IVG… et prostitution

Si Laurence Rossignol est la cible des activistes les plus traditionalistes, ce n’est sans doute pas que pour cette phrase. C’est elle aussi qui est à l‘origine de l’extension du délit d’entrave à l’IVG. L’amendement déposé par la sénatrice entend interdire les manifestations devant les centres IVG. Il vise aussi à sanctionner le fait d’empêcher de s’informer sur l’avortement. Une déclaration de guerre en somme, contre ceux qui, à son sens « n’ont jamais renoncé à empêcher les femmes à accéder à l’IVG ».

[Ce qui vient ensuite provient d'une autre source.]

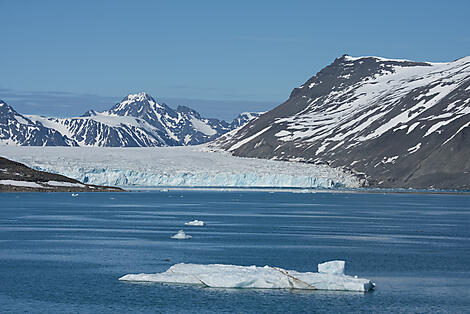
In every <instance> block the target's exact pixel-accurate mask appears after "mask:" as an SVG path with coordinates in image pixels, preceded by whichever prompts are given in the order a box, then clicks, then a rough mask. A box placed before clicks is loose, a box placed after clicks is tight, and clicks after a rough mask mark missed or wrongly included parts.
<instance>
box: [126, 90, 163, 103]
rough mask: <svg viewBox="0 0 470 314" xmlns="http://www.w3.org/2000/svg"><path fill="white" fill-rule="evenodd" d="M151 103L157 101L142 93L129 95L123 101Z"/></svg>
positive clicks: (127, 95)
mask: <svg viewBox="0 0 470 314" xmlns="http://www.w3.org/2000/svg"><path fill="white" fill-rule="evenodd" d="M145 100H147V101H150V100H153V101H155V100H154V99H153V98H152V96H150V95H149V94H147V93H146V92H140V93H137V94H128V95H127V96H126V97H125V98H124V99H123V100H122V101H123V102H124V101H132V102H140V101H145Z"/></svg>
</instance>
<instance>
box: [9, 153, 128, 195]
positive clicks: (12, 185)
mask: <svg viewBox="0 0 470 314" xmlns="http://www.w3.org/2000/svg"><path fill="white" fill-rule="evenodd" d="M122 191H124V190H123V189H121V188H118V187H112V186H99V185H91V184H84V183H82V182H80V181H78V180H75V179H72V178H68V177H66V176H63V175H60V174H55V173H49V172H44V171H38V170H34V169H31V168H29V167H27V166H25V165H23V164H21V163H19V162H16V161H12V160H9V159H6V158H3V157H0V192H122Z"/></svg>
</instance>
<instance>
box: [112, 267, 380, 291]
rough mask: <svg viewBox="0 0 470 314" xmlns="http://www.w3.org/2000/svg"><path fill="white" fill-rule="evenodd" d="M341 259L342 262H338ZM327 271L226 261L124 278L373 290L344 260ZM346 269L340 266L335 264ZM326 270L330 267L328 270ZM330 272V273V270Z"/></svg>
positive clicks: (365, 280) (179, 281) (253, 286)
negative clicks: (270, 265) (345, 269)
mask: <svg viewBox="0 0 470 314" xmlns="http://www.w3.org/2000/svg"><path fill="white" fill-rule="evenodd" d="M338 262H340V263H338ZM320 265H323V266H324V269H323V271H324V272H318V273H314V272H305V273H302V272H297V271H295V270H286V269H283V268H279V267H273V266H264V267H257V266H237V265H224V264H209V265H198V264H185V263H180V264H175V265H173V266H171V267H170V268H169V269H168V270H167V271H165V272H163V273H157V274H128V275H125V276H122V277H121V278H119V280H121V281H133V282H160V283H179V284H197V285H204V286H207V287H212V288H258V289H303V290H338V291H358V292H366V291H369V290H372V289H374V287H375V284H374V283H373V282H372V281H370V280H369V279H364V278H357V276H354V277H353V276H348V275H345V274H344V272H343V270H344V261H331V262H326V263H322V264H319V268H320ZM338 265H340V266H342V267H343V268H342V269H340V268H337V267H336V266H338ZM325 270H328V271H327V272H325ZM330 271H331V272H330Z"/></svg>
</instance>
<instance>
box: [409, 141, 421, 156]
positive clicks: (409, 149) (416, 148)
mask: <svg viewBox="0 0 470 314" xmlns="http://www.w3.org/2000/svg"><path fill="white" fill-rule="evenodd" d="M420 148H421V143H418V144H416V145H415V146H413V147H410V148H408V152H409V153H410V154H413V153H416V152H417V151H418V149H420Z"/></svg>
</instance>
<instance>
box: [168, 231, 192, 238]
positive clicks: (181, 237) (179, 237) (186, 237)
mask: <svg viewBox="0 0 470 314" xmlns="http://www.w3.org/2000/svg"><path fill="white" fill-rule="evenodd" d="M171 238H172V239H177V240H186V239H191V238H192V236H190V235H188V234H186V233H184V231H183V230H179V231H178V233H176V234H174V235H172V236H171Z"/></svg>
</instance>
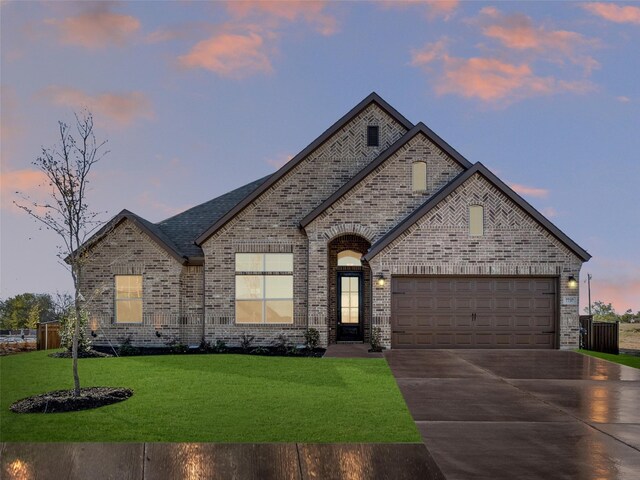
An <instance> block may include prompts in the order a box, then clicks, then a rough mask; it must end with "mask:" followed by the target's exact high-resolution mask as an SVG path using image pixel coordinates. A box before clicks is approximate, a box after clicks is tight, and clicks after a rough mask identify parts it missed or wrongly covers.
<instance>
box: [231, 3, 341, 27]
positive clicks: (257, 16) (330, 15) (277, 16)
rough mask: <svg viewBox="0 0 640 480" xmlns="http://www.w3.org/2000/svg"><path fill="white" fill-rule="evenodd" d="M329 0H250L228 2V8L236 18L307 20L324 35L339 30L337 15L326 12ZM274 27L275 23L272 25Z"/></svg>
mask: <svg viewBox="0 0 640 480" xmlns="http://www.w3.org/2000/svg"><path fill="white" fill-rule="evenodd" d="M328 5H329V2H322V1H303V0H292V1H287V2H282V1H269V0H249V1H242V2H227V4H226V6H227V10H228V11H229V12H230V13H231V14H232V15H234V16H235V17H236V18H240V19H244V18H247V17H252V18H254V19H255V20H256V21H260V20H261V21H265V19H266V20H267V21H268V20H272V21H273V20H275V21H278V20H282V21H287V22H295V21H300V20H302V21H305V22H307V23H309V24H311V25H314V26H315V28H316V30H317V31H318V32H320V33H321V34H323V35H333V34H334V33H336V32H337V30H338V22H337V20H336V18H335V17H333V16H332V15H329V14H328V13H326V9H327V6H328ZM270 26H271V27H272V28H273V27H274V25H270Z"/></svg>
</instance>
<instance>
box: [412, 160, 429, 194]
mask: <svg viewBox="0 0 640 480" xmlns="http://www.w3.org/2000/svg"><path fill="white" fill-rule="evenodd" d="M417 167H420V169H419V170H418V168H417ZM418 175H420V177H422V178H420V180H422V182H423V184H422V185H424V187H423V188H416V180H418ZM422 185H419V187H422ZM411 190H412V191H413V193H423V192H426V191H427V162H425V161H424V160H417V161H415V162H413V163H412V164H411Z"/></svg>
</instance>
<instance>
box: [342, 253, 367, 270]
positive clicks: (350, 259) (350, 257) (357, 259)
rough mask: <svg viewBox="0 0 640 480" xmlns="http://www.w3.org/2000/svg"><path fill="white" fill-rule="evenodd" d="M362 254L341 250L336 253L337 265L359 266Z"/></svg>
mask: <svg viewBox="0 0 640 480" xmlns="http://www.w3.org/2000/svg"><path fill="white" fill-rule="evenodd" d="M361 258H362V254H361V253H358V252H355V251H353V250H343V251H342V252H339V253H338V266H340V267H361V266H362V261H361V260H360V259H361Z"/></svg>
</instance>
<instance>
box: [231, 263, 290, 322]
mask: <svg viewBox="0 0 640 480" xmlns="http://www.w3.org/2000/svg"><path fill="white" fill-rule="evenodd" d="M236 323H293V254H292V253H236Z"/></svg>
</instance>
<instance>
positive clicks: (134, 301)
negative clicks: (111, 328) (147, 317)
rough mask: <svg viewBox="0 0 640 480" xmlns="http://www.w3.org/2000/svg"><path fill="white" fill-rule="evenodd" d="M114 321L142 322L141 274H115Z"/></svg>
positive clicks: (126, 322) (141, 291) (138, 322)
mask: <svg viewBox="0 0 640 480" xmlns="http://www.w3.org/2000/svg"><path fill="white" fill-rule="evenodd" d="M116 323H142V275H116Z"/></svg>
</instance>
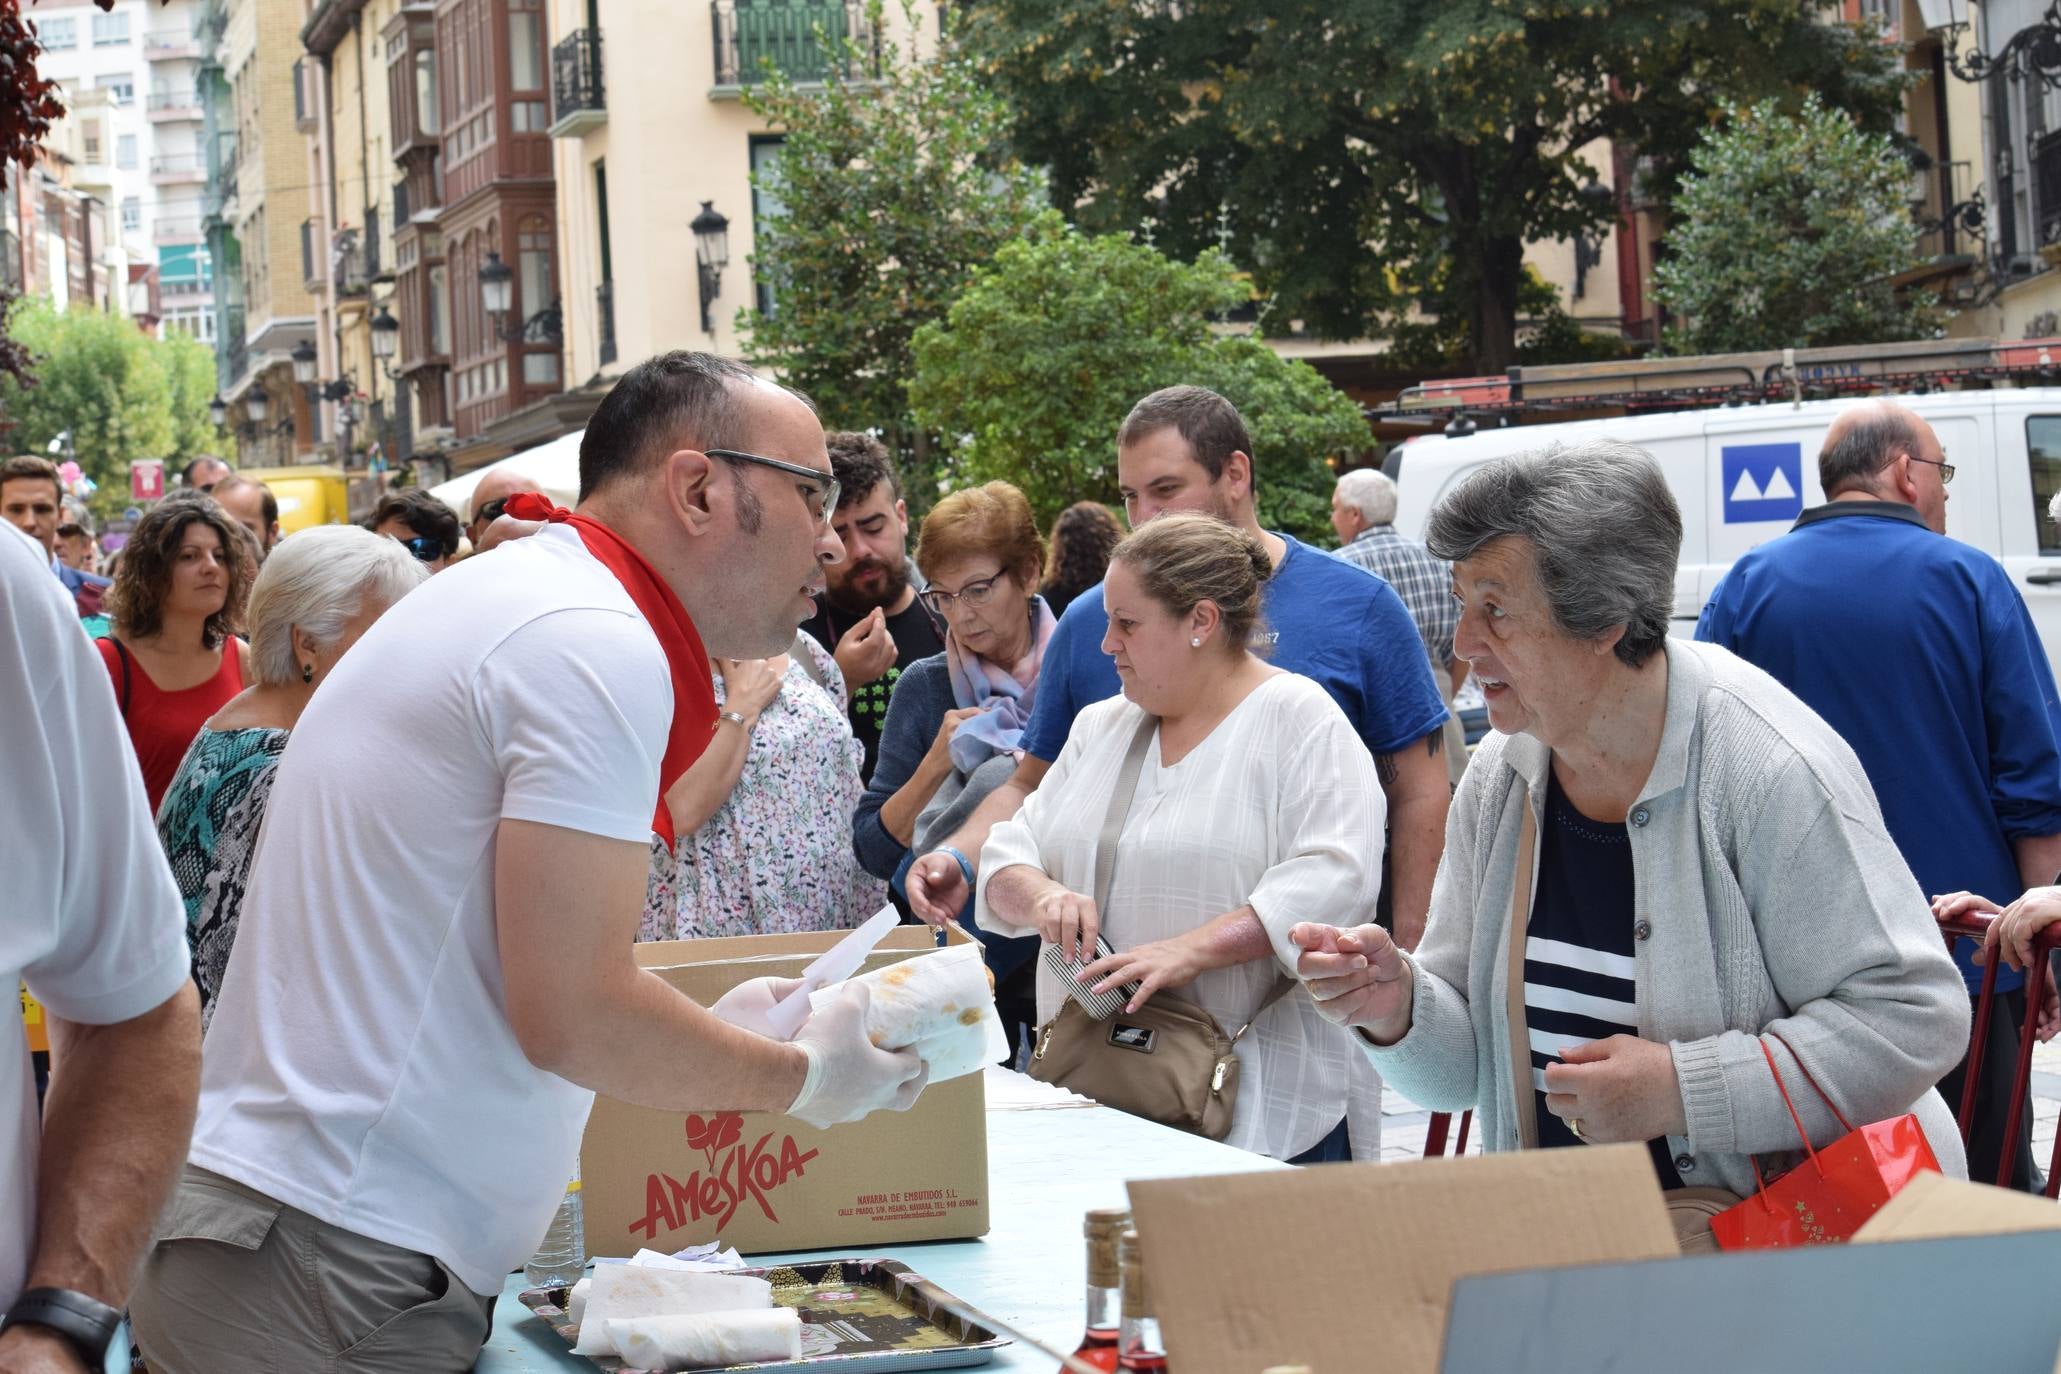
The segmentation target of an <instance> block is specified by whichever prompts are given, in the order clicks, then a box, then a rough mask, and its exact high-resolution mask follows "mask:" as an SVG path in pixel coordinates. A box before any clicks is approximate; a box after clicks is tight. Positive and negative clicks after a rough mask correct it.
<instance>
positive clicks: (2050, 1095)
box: [1381, 1038, 2061, 1170]
mask: <svg viewBox="0 0 2061 1374" xmlns="http://www.w3.org/2000/svg"><path fill="white" fill-rule="evenodd" d="M2005 1053H2012V1049H2005ZM1950 1106H1960V1104H1958V1102H1954V1104H1950ZM2057 1119H2061V1038H2055V1040H2053V1042H2051V1044H2040V1046H2036V1049H2034V1051H2032V1158H2034V1160H2036V1162H2038V1166H2040V1168H2042V1170H2045V1168H2047V1162H2049V1160H2051V1158H2053V1147H2055V1123H2057ZM1428 1127H1430V1112H1426V1110H1424V1108H1422V1106H1418V1104H1416V1102H1412V1100H1410V1098H1406V1096H1404V1094H1399V1092H1395V1090H1393V1088H1383V1090H1381V1158H1383V1162H1389V1160H1416V1158H1422V1156H1424V1133H1426V1129H1428ZM1453 1129H1455V1131H1457V1129H1459V1117H1455V1119H1453ZM1451 1149H1453V1143H1451V1139H1449V1141H1447V1152H1451ZM1467 1154H1480V1141H1476V1139H1472V1131H1469V1139H1467ZM1989 1164H1991V1168H1993V1166H1995V1160H1991V1162H1989Z"/></svg>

Reste une question posée par la nomination de Laurence Rossignol au gouvernement : qui pour faire porter sa voix sur la prostitution ? La sénatrice s’était fortement impliquée dans le débat sur la proposition de loi « renforçant la lutte contre le système prostitutionnel ». Le texte, adopté en décembre par les députés, est censé être examiné au Sénat avant l’été… et c’est Laurence Rossignol qui avait été nommée rapporteure de la commission spéciale chargée de l’examiner. Un nouveau rapporteur sera désigné le 16 avril, a annoncé le Sénat.